Access data from Azure cloud storage during interactive development	Azure Machine Learning	Access data from Azure cloud storage during interactive development	machine-learning	machine-learning	core	how-to	samuel100	samkemp	franksolomon	11/17/2022	sdkv2

Access data from Azure cloud storage during interactive development

[!INCLUDE sdk v2]

Typically the beginning of a machine learning project involves exploratory data analysis (EDA), data-preprocessing (cleaning, feature engineering), and building prototypes of ML models to validate hypotheses. This prototyping phase of the project is highly interactive in nature that lends itself to developing in a Jupyter notebook or an IDE with a Python interactive console. In this article you'll learn how to:

[!div class="checklist"]

Access data from a Azure Machine Learning Datastores URI as if it were a file system.

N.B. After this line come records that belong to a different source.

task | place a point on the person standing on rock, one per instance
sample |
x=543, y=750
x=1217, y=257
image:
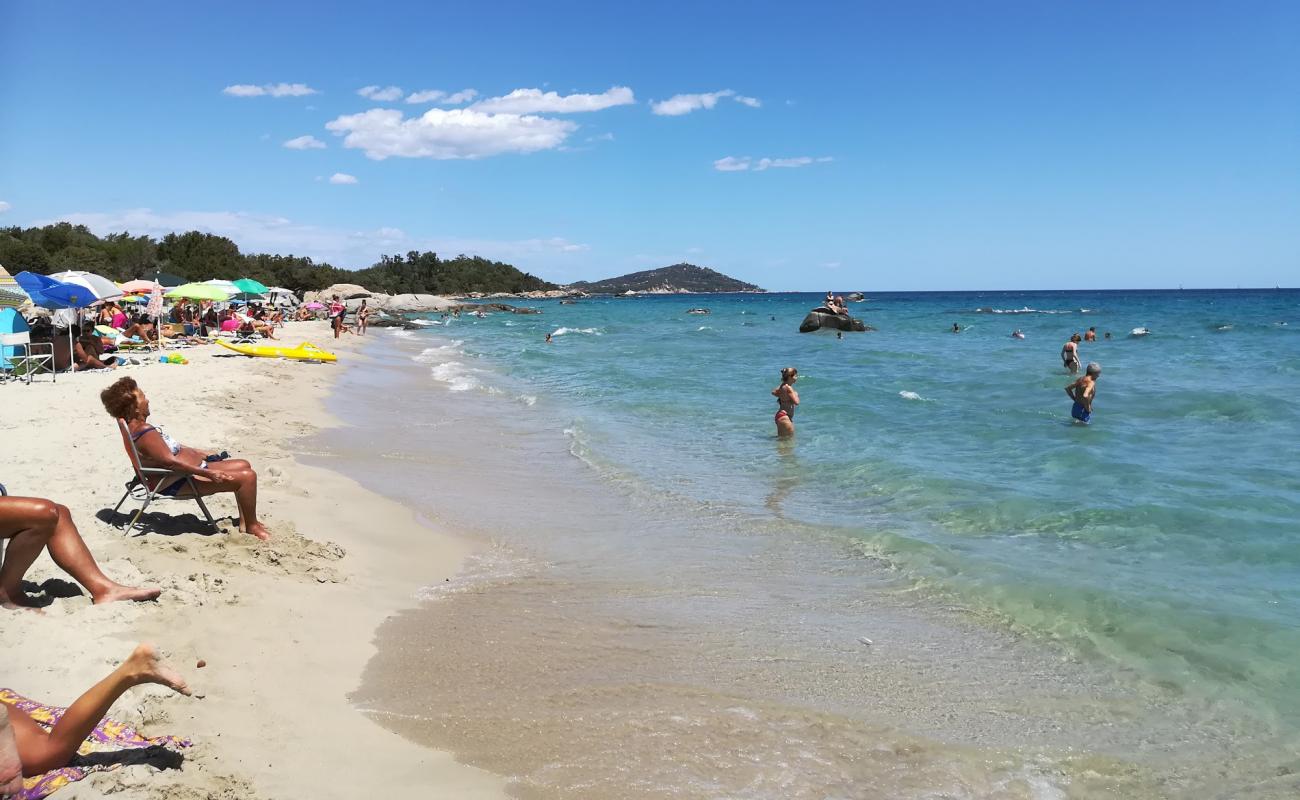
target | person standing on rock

Materialize data into Pandas using mltable Python library.

Materialize Azure Machine Learning data assets into Pandas using mltable Python library.

Materialize data through an explicit download with the azcopy utility.

Prerequisites

An Azure Machine Learning workspace. For more information, see Manage Azure Machine Learning workspaces in the portal or with the Python SDK (v2).
An Azure Machine Learning Datastore. For more information, see Create datastores.

Tip

The guidance in this article to access data during interactive development applies to any host that can run a Python session - for example: your local machine, a cloud VM, a GitHub Codespace, etc. We recommend using an Azure Machine Learning compute instance - a fully managed and pre-configured cloud workstation. For more information, see Create and manage an Azure Machine Learning compute instance.

Important

Ensure you have the latest azure-fsspec and mltable python libraries installed in your python environment:

pip install -U azureml-fsspec mltable

Access data from a datastore URI, like a filesystem (preview)

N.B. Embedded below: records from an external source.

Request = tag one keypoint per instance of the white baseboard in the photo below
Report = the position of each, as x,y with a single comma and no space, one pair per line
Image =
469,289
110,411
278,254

[!INCLUDE preview disclaimer]

An Azure Machine Learning datastore is a reference to an existing storage account on Azure. The benefits of creating and using a datastore include:

[!div class="checklist"]

A common and easy-to-use API to interact with different storage types (Blob/Files/ADLS).

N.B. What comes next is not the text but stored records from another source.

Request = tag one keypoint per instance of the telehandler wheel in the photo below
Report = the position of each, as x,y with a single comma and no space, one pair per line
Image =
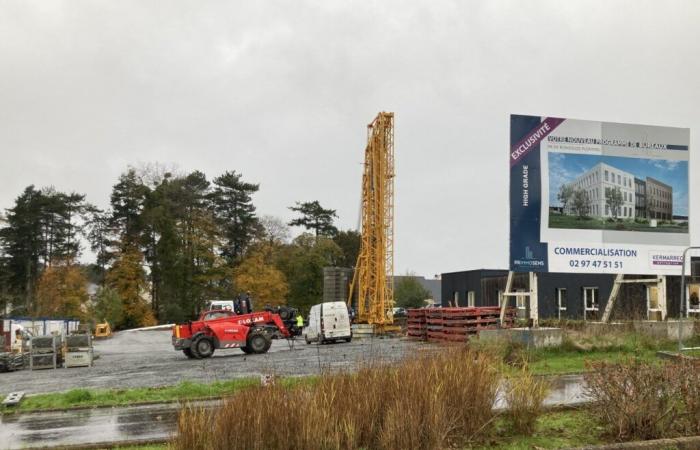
203,347
258,341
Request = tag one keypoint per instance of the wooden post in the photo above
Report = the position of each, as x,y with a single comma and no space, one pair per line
661,288
611,300
504,302
534,307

Easier to discover useful datastores when working as a team.

Supports both credential-based (for example, SAS token) and identity-based (use Azure Active Directory or Manged identity) to access data.

When using credential-based access, the connection information is secured so you don't expose keys in scripts.

Browse data and copy-paste datastore URIs in the Studio UI.

A Datastore URI is a Uniform Resource Identifier, which is a reference to a storage location (path) on your Azure storage account. The format of the datastore URI is:

# Azure Machine Learning workspace details:
subscription = '<subscription_id>'
resource_group = '<resource_group>'
workspace = '<workspace>'
datastore_name = '<datastore>'
path_on_datastore '<path>'

# long-form Datastore uri format:
uri = f'azureml://subscriptions/{subscription}/resourcegroups/{resource_group}/workspaces/{workspace}/datastores/{datastore_name}/paths/{path_on_datastore}'.

These Datastore URIs are a known implementation of Filesystem spec (fsspec): A unified pythonic interface to local, remote and embedded file systems and bytes storage.

The Azure Machine Learning Datastore implementation of fsspec automatically handles credential/identity passthrough used by the Azure Machine Learning datastore. This means you don't need to expose account keys in your scripts or do additional sign-in procedures on a compute instance.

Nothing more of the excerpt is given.